У Каблукова и Тони появилась присказка: этого Агамемнона с толку не собьешь. Произносили, комментируя между собой разговоры с ним и просто ради нее самой. Оба хотели думать, что израильские евреи - и родившиеся там, и эмигранты, успевшие освоиться, - другие. Открытые тому, что их окружает, даже ищущие, чему бы еще открыться. Вроде Крейцера - который, кстати, так до конца и неясно, каких кровей. А Агамемнон - это тотальная правота пушечек, стреляющих с носа, кормы и обоих бортов, без которой кораблику не прорваться по Волго-Дону, Босфору и Дарданеллам к порту приписки. Но одновременно допускали оба, допускали, что, а может быть, только такая позиция и обеспечивает жизнь самой идеи, будто у этого суденышка, неотличимого от таких же зарегестрированных в Рижском, Ленинградском, Химкинском Морречфлоте, есть еще какой-то порт приписки.
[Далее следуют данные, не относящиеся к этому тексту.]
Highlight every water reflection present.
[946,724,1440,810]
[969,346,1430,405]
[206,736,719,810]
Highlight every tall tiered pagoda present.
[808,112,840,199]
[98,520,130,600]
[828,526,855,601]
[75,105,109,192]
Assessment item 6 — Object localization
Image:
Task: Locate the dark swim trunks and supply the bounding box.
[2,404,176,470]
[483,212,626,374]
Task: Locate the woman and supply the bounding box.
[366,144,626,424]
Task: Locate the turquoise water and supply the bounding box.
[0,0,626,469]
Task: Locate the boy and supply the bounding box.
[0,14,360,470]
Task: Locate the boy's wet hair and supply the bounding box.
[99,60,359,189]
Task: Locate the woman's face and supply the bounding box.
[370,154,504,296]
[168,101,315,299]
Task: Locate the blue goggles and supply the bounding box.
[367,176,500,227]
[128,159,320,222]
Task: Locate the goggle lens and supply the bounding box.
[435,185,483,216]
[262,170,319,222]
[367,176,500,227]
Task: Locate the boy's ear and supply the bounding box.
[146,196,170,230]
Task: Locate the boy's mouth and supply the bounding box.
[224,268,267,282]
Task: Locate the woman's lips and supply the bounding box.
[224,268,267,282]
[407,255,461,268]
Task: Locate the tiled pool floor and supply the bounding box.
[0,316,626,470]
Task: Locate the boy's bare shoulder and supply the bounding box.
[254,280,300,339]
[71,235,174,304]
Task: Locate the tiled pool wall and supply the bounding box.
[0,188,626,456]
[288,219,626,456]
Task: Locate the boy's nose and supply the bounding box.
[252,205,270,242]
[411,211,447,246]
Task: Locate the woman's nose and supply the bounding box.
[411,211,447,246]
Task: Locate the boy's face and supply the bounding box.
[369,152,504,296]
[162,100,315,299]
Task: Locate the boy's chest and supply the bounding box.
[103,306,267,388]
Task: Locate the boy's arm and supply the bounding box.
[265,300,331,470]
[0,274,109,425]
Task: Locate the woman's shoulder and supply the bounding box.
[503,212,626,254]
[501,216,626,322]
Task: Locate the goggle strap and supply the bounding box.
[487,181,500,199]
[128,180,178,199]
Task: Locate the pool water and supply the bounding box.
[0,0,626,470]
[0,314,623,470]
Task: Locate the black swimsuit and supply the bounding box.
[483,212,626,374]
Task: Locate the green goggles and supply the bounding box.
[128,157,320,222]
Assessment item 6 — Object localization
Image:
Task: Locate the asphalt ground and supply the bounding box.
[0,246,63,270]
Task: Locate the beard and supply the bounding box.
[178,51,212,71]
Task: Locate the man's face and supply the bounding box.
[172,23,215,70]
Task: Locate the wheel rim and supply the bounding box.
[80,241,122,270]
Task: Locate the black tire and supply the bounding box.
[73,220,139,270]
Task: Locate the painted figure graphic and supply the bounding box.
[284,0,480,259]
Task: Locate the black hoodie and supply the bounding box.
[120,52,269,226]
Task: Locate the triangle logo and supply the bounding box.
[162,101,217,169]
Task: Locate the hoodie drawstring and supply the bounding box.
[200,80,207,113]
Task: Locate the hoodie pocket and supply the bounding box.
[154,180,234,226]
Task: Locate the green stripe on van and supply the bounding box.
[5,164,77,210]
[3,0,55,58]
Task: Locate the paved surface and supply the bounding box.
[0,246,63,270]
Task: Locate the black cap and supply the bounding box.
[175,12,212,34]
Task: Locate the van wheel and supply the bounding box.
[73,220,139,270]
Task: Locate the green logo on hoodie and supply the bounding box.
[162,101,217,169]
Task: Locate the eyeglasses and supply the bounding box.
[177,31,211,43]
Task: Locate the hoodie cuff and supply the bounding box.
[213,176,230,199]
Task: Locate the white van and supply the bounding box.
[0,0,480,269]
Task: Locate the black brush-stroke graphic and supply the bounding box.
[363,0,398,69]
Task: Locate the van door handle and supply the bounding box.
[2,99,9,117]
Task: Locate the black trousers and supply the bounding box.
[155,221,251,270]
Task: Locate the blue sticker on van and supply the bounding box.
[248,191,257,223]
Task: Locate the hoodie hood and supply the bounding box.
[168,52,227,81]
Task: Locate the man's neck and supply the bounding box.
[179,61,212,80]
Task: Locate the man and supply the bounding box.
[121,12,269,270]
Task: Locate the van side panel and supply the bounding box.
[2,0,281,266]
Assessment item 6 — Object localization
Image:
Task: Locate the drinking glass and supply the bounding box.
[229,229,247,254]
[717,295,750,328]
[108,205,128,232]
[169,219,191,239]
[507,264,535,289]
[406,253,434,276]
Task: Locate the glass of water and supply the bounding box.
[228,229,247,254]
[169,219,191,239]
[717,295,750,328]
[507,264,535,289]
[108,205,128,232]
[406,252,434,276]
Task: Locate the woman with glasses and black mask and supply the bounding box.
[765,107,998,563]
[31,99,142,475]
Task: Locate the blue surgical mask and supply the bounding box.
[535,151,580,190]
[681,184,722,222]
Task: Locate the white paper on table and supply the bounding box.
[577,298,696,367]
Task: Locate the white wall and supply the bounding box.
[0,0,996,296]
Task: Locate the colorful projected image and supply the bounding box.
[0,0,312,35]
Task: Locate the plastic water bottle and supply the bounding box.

Как-то это было похоже на библейские дела. Каблуков спросил: что, и в школе звали Амноном? В школе его звали Антоном, ответила Авива. А меня Авива, с яслей. Весна: Ве-сна. Она проговорила это, стоя к ним спиной, лицом к морю. Длинные спортивные ноги расставлены, плечи развернуты, волосы треплет ветерок. У нее и лицо было такое, как фигура: не выразительное, а представительное. Родина-мать. Историческая родина-мать.
Я тебя умоляю, сказала Тоня, не хватало только нам попасть в антисемиты... Ты перегрелась. Ты, конечно, тонюша, но уж больно утоньшаешь. Я знаю всего двух наверняка евреев, и обоих со слов Саввы Раевского: какого-то Вайнтрауба и какого-то Зельцера, им в школе дали серебряные медали вместо золотых. Я Левку Крейцера отношу к национальности розенкрейцеров, Феликс у меня из филистимлян, и это максимум моей шовинистской проницательности. Но Кремль! Кремль - платино-ирридиевый эталон антисемитизма и вдруг крутит сальто с прогибом, которого сам не ожидал. Расписал на китайский манер общество по категориям преимуществ: коммунист русский - беспартийный - еврей. Непререкаемо, как холерик - сангвиник флегматик - меланхолик. Лучшее, что есть на свете, - коммунист русский, худшее - беспартийный еврей. Единица измерения - выезд за границу. Русский коммунист может залететь аж в Америку. Член партии еврей - вершина Белград. Просто русский - Болгария. Просто еврей - Малаховка под Москвой. Выковали шикарную цепочку, и тут она дает короткое замыкание. Худший не хуже лучшего, а пожалуй, что и получше. Точка историческая. Шея у клячи все тощe й, власть гнет дугу все круче - пока не сходятся концы. Заметь, не ломается, просто дальше некуда. Единственное, что из преимуществ остается, - это участие в тупой обираловке, та или иная степень.
Это Ленин, сказал Амнон, когда Каблуков поделился наблюдениями над подавшимся Кремлем. Сто лет ему было отпущено. Вообще-то еще за три года до этого все случилось, когда Великой Октябрьской полста исполнилось, но мы же по-римски живем, не заметили. Освятите пятидесятый год, объявите свободу жителям, да будет это у вас юбилей. Йовел. Год свободы. Труба. А на Ильича в глаза полезло. По анекдоту: включаю радио - Ленин, телевизор - Ленин, утюг Ленин. Неполный анекдот. Полный: захожу в ОВИР - и там Ленин. Столетие грянуло, трубы вострубили. Дедушка его с отцовской стороны сдался дедушке с материнской. Слабее кровь оказалась. Освободил нас дедушка Бланк от Юлианова...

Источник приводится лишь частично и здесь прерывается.